The US Federal Reserve’s steeper-than-expected interest rate cut augurs well for India’s $254-billion information technology services sector, as lower borrowing costs could prompt companies to increase their spending on technology. The US is the biggest market for India’s IT services sector.
The US Fed cut its benchmark lending rate by half a percentage point early Thursday, marking its first interest rate cut in more than four years. Fed chair Jerome Powell said the rate cut was prompted by indicators suggesting that US “economic activity has continued to expand at a solid pace.”
But what does this mean for India’s IT services companies?
Fortune 500 companies that are clients of India’s IT services providers have clamped down on discretionary or non-essential tech spending in recent years due to various factors, including growth-related, macroeconomic uncertainty, and high borrowing costs.
However, the Fed’s 50 basis point rate cut is expected to prompt a revival in demand from IT services companies.
“The rate cuts were long-awaited and wished for. The interest rate cuts will allow US businesses to borrow and spend more, which means there will be more discretionary spends available for IT services,” said Ashutosh Sharma, vice president and research director at Forrester Research.
US clients of Indian IT services companies can now borrow from banks at a cheaper rate to fund technology projects that they had put on ice.
Top bosses of Indian IT companies have been anticipating the prospects of a rate cut in the US for some time now.

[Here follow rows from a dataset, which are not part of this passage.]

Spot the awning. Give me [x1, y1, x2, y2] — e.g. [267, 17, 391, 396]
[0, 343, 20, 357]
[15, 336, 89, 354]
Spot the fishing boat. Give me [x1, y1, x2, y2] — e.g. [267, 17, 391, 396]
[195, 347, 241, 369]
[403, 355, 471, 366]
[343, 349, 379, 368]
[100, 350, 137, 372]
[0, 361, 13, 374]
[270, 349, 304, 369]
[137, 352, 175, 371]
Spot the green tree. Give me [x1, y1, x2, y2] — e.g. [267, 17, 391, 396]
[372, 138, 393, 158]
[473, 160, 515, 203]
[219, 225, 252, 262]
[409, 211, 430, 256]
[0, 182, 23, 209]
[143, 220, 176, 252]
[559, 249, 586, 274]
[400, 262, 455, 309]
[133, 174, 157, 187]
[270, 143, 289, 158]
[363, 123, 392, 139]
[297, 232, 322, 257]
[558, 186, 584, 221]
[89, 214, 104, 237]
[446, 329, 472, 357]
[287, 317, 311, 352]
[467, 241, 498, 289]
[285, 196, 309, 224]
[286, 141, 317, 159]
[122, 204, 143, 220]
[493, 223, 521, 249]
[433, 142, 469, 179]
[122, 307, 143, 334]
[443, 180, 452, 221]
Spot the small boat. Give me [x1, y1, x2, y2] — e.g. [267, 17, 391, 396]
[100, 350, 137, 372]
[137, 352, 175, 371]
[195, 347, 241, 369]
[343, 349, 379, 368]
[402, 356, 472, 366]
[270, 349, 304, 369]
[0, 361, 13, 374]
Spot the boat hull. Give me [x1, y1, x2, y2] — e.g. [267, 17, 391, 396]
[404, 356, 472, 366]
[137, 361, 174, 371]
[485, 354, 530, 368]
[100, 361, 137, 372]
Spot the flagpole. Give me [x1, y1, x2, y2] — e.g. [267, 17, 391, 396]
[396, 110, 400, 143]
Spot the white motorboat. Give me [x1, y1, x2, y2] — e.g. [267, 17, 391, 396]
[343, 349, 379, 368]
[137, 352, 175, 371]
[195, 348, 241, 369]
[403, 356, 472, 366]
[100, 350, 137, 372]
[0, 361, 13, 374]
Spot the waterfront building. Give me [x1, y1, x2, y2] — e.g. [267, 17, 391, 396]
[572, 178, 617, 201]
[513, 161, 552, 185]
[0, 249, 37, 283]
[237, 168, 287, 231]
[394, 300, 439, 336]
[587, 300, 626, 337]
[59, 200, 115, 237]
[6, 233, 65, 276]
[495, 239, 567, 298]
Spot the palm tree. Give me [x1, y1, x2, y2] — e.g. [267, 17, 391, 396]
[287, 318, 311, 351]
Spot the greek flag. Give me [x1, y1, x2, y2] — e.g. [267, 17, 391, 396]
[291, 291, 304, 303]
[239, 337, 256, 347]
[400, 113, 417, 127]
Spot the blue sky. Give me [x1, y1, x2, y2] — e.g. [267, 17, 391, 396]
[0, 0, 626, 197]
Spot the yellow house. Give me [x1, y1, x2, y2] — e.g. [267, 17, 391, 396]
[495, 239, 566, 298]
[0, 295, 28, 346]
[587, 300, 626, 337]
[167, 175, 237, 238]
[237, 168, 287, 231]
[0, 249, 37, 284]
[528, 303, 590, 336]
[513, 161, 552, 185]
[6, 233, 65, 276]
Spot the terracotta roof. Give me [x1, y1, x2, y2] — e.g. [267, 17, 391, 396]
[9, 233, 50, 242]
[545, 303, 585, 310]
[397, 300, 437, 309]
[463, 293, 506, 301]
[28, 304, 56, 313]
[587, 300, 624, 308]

“I think even now there is some amount of discretionary spend happening, but for customers to become a little bit liberal and open-minded in doing new work, I think it’s largely driven by the economic pressures, whether it is interest rates or inflation and things like that,” C. Vijayakumar, chief executive officer of HCL Technologies Ltd, had said at a post-earnings analyst interaction in July in response to a question on discretionary spending by clients.

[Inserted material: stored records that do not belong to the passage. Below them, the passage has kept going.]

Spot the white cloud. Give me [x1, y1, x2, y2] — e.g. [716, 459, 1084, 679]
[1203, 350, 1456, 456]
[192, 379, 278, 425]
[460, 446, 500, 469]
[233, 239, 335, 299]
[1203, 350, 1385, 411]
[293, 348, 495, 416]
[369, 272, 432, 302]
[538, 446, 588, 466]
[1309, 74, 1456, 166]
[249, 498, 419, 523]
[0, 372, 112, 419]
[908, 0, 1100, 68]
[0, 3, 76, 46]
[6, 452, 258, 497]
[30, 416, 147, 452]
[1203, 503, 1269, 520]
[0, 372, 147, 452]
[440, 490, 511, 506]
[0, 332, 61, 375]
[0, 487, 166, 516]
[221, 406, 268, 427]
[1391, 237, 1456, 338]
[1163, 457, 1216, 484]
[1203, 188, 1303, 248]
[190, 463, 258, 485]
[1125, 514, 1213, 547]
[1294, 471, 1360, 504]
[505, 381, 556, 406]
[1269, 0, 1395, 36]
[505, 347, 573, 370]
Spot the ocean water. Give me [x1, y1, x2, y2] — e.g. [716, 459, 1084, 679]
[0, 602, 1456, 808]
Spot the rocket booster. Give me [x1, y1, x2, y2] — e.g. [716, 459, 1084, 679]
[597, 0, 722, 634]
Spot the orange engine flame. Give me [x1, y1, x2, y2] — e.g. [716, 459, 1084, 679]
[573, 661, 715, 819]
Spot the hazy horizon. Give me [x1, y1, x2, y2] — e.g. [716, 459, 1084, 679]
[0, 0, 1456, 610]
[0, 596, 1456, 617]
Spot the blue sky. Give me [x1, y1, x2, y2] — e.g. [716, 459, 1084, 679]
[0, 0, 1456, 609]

His counterpart and Infosys Ltd CEO Salil Parekh adopted a more tempered stance.
“On a macro level, there is, not with clients, but generally speaking, a view that if US inflation and interest rate and all of those discussions change, that will change something. But we do not know what will that trigger be,” Parekh had said at the company’s post-earnings analyst call in July.
Tata Consultancy Services Ltd, Infosys and Cognizant Technology Solutions Corp. get 50%, 59%, and 73% of their business from North America, of which the US contributes the major part. This geography has been among the slowest-growing segment for the companies since last year.

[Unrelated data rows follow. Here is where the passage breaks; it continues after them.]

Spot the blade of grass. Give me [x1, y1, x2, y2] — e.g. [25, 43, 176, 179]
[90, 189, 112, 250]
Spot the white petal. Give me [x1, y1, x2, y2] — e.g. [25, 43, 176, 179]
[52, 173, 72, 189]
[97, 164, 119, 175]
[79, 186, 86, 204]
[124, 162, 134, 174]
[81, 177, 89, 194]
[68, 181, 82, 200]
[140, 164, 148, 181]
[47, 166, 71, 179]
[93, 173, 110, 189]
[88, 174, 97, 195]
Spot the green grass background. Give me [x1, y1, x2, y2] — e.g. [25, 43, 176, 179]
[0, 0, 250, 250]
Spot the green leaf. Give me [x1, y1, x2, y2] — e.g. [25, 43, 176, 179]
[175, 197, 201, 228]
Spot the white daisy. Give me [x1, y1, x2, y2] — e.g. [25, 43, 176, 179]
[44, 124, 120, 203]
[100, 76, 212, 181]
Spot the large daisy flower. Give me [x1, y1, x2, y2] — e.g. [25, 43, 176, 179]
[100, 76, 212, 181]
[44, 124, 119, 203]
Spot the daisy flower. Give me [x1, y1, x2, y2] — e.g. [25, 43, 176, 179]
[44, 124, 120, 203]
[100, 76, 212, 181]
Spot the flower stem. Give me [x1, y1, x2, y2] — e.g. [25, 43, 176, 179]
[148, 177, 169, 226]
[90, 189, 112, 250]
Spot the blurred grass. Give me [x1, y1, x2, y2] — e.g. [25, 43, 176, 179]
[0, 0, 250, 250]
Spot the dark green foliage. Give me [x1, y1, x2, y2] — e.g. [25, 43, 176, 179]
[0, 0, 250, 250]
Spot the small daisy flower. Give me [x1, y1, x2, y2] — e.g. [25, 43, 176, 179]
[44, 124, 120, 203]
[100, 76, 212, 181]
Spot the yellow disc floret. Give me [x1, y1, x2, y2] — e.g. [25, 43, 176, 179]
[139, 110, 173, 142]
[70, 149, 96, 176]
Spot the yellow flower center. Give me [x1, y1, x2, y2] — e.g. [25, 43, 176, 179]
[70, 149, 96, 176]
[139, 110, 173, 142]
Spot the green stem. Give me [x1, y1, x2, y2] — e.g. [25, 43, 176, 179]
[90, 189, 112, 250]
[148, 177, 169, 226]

Sanjeev Hota, vice-president and head of research at brokerage Sharekhan, expects the Fed’s rate cut to spur demand beyond the banking, financial services and insurance (BFSI) sector—historically the biggest cash cow for IT services companies.
“The rate cuts will also impact the manufacturing space as these companies are capital-intensive. They can borrow more and spend more on the operating expenditure side of the business, which can revive discretionary spend going forward,” Hota said.
A third analyst echoed a similar sentiment that capital-intensive sectors, which are asset-heavy, stand to benefit from the rate cut.
“Companies in asset-heavy sectors such as manufacturing and telecom, which need to raise funds from banks regularly, will stand to benefit as they can start new projects and revive discretionary spending which were once put on hold,” said this Mumbai-based analyst on condition of anonymity.
However, this revival in discretionary tech spending is not expected to begin immediately, each of the above-mentioned analysts said. Companies decide their budgets January onwards, and any pick-up in non-essential tech spending will start reflecting in orders only next year.
Indian IT stocks plunged on Wednesday as investors sought to lock in gains ahead of the US Fed’s rate decision, with the Nifty IT index dropping 3.7% to a two-week low.
On Thursday, the Nifty IT index shed another 143.70 points to end 0.34% lower at 41,945.60, while the broader Nifty 50 ended nearly unchanged, inching up 0.15% to 25,415.80 points.